We also need to look into the space we are using with indices.

nhoening commented 4 months ago

@Flix6x I just saw that most_recent_only has been in use a while ago and is deprecated. Are you okay with resurrecting it? Or we use a slightly different name, like most_recent_single.

Flix6x commented 4 months ago

@Flix6x I just saw that most_recent_only has been in use a while ago and is deprecated. Are you okay with resurrecting it? Or we use a slightly different name, like most_recent_single.

Is it still mentioned in the code? If so, can you provide a link. I don't see it.

nhoening commented 4 months ago

I actually came across this place in FlexMeasures which still mentions it.

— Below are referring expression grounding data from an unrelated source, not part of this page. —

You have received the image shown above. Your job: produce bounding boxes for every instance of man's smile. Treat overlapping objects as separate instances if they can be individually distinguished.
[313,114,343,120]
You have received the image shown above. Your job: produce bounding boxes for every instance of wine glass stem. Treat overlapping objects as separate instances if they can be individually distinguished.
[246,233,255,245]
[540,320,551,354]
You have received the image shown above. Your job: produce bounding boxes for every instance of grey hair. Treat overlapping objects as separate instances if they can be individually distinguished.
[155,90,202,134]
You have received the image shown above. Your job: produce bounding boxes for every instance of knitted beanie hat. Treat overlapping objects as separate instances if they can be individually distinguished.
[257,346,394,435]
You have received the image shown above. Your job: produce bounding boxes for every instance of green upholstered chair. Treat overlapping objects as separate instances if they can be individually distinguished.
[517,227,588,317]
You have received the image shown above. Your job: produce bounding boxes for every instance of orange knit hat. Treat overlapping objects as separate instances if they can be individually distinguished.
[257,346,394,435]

nhoening commented 4 months ago

(I'm working on support of this new feature in FlexMeasures in parallel)

Flix6x commented 4 months ago

In timely-beliefs, it could be that it wasn't even ever used in the first place, having preferred more explicit names.

I'm fine with repurposing the argument in FlexMeasures, and introducing it in timely-beliefs.

nhoening commented 3 months ago

Maybe testing this is best done with the supporting FlexMeasures PR? I can also imagine @victorgarcia98 taking this review up in your absence.